Ela acordou à meia-noite sem saber direito onde estava. Era um ambiente estranho, escuro e fedorento. Ratos e teias de aranha para todo lado. Ela assustou-se com o que viu e sentiu.

Sua última lembrança era a rua onde morava, seu marido, a sacola de compras do supermercado e as crianças uniformizadas indo à escola. O que poderia ter acontecido para que ela fosse parar naquele sinistro lugar?

Por mais que se esforçasse nada lhe vinha à mente, até que teve uma repentina sensação de dejá-vu: uma mulher vestida com roupas antigas, uma piteira em uma mão e uma taça de champagne na outra. Ela gargalhava meio debochada enquanto deixava o conteúdo da taça levemente cair sobre seu vestido de festa, já manchado de outros pequenos acidentes como este.

Começou a andar vagarosamente e assustada por aquele estranho lugar, ainda meio confusa com a situação. De repente avistou de longe uma janela que mostrava uma certa iluminação ao seu fundo. Foi devagarzinho, tomou coragem, e cada vez que se aproximava o cheiro de mofo e pó velho aumentava. Ela abriu a janela e viu um farol baixo entre as árvores vindo de um pequeno caminhão ou caminhonete, não sabia bem. Tinha um homem lá dentro, mas à sua volta era tudo escuro e deserto.

Não ouvia sequer um barulho. Aos poucos percebeu que estava em uma imensa casa abandonada. Começou a abrir gavetas de um móvel encostado no fundo da sala, mas mal podia enxergar o que havia dentro.
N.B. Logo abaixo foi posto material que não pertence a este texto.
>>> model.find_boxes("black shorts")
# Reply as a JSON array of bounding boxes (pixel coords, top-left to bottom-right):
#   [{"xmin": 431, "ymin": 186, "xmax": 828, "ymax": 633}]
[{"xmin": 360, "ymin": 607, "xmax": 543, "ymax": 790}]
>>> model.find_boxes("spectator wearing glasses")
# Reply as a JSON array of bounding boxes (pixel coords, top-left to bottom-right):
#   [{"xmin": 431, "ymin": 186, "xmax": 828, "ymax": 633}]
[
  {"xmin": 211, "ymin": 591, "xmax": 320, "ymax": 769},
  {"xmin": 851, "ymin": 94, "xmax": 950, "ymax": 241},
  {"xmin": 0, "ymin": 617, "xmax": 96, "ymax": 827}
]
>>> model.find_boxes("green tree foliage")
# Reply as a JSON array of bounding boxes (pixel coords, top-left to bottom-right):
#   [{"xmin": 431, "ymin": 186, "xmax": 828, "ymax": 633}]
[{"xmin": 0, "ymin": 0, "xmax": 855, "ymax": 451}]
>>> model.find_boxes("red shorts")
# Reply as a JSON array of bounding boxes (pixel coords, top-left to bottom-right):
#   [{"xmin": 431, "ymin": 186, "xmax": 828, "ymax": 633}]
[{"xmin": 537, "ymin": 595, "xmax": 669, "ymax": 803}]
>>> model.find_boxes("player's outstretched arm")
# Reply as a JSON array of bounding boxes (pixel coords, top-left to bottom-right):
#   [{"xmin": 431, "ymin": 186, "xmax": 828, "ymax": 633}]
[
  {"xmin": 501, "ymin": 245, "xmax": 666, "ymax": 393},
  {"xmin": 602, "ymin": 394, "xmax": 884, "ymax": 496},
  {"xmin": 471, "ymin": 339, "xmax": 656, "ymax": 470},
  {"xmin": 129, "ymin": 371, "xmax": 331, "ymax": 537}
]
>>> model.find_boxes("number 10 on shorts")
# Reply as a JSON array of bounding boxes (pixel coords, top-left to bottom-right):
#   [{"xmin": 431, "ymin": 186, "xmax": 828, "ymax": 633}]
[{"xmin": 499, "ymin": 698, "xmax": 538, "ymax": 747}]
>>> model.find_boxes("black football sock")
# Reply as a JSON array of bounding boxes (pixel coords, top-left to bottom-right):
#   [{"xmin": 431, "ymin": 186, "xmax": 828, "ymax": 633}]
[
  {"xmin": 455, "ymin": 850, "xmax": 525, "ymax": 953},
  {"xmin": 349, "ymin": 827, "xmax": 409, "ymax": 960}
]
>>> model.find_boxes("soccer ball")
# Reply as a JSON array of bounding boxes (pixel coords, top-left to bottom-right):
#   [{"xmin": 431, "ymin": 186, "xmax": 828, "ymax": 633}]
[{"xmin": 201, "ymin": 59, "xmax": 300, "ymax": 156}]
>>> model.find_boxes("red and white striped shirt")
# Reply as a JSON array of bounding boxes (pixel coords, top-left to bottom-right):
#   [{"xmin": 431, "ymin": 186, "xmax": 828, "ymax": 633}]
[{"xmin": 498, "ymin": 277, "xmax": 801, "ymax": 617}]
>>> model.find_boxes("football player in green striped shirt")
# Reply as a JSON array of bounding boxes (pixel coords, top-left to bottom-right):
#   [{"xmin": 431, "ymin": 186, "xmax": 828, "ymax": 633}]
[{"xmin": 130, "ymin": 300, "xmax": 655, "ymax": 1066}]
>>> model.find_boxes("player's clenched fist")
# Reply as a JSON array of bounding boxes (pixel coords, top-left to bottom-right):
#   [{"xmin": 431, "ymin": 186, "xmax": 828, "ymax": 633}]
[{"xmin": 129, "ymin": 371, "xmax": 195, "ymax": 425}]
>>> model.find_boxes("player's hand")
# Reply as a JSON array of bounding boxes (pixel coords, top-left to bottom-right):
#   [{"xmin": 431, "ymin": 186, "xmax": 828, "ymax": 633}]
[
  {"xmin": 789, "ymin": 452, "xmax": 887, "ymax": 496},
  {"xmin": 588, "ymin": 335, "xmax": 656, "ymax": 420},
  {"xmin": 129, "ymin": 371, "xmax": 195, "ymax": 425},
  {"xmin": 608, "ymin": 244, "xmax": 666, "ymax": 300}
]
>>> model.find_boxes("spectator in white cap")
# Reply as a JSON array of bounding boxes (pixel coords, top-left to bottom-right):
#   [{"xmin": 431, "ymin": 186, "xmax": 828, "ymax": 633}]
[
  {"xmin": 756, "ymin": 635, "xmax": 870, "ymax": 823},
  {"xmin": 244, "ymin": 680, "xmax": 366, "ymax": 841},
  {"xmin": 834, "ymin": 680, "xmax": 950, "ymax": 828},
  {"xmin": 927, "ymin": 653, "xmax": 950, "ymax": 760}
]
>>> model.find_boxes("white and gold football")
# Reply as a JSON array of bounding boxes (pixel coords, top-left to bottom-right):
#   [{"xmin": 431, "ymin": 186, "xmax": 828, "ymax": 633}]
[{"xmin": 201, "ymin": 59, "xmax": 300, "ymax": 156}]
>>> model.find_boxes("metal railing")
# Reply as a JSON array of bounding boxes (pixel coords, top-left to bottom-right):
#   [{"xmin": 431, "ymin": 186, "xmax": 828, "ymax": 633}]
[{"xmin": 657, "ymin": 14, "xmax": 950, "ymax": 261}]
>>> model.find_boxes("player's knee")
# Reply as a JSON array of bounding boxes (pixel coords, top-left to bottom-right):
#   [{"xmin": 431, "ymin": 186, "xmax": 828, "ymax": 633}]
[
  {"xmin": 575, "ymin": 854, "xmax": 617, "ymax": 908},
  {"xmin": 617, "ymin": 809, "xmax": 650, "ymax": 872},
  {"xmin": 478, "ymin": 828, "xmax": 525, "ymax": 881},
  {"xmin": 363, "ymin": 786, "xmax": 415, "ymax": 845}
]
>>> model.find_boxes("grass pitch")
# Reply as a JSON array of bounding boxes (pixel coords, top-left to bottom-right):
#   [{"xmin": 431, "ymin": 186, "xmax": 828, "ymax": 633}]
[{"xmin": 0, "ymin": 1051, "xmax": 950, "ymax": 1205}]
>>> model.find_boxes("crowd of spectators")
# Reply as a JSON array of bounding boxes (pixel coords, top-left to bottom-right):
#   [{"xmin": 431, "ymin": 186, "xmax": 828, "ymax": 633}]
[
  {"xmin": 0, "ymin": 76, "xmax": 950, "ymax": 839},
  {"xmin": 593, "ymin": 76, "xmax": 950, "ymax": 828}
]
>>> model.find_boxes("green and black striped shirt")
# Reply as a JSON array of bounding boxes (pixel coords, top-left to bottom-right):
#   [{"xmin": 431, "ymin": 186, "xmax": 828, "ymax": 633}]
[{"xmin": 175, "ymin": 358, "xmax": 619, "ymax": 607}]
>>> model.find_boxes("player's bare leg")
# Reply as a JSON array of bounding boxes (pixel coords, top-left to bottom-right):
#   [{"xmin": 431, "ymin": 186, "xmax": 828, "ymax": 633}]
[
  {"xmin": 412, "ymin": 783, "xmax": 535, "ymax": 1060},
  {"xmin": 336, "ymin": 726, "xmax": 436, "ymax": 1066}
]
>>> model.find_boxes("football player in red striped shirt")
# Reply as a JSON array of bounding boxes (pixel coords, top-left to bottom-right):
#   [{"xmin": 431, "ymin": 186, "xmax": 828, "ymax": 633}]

Tinha medo de colocar a mão ali aleatoriamente, mas não teve jeito. De lá tirou algumas notinhas com nomes e números de telefone. O estranho é que, apesar de brasileira, os nomes que ali estavam escritos pareciam de origem espanhola..... Será que estou na Espanha, em Madri, Santiago de Compostela? Como vim parar aqui se há 2 minutos atrás saía do supermercado com meus filhos? Será que enlouqueci? Será que estou dopada ou fui atropelada e isso é uma sensação post mortem ? O mais estranho foi quando encontrou um espelho: apesar da falta de iluminação, pôde perceber que seu casaco estava todo rasgado e seus cabelos compridos e loiros estavam curtos e pretos. Ela começou a chorar. Seus cabelos eram seu xodó. Como aquilo poderia ter acontecido com ela? Passou a mão pelo seu corpo e sentiu..... uma falta de seios.... Cadê meus seios, cadê meus seios? Descendo um pouco mais a mão..... Eu sou um homem, eu tenho pênis...... Socorrooooooooo!!! Quem sou eu? Onde estou? O que está acontecendo, meu Deus? Ela – ou ele – começou a gritar por socorro..... Notou que sua voz era realmente grossa: ela era homem...... Oh! Ouviu passos na escada. O farol da caminhonete já não mais refletia na janela velha e mofada. Viu o semblante de um homem gordo ao fundo e ficou sem saber se corria dele ou lhe pedia ajuda, optando por fugir. Viu uma escada no fundo daquela mansão e a desceu correndo. Os degraus eram tão velhos e tão moles que pareciam rachar cada vez que eram tocados por seus pés. Rapidamente saiu pela porta dos fundos e embrenhou-se em uma floresta, correndo exaustivamente, até avistar uma estrada. Não passava carro, nem gente, nem moto, nem bicicleta, nem bicho. Achou melhor esconder-se no meio do mato e acabou cochilando entre as árvores.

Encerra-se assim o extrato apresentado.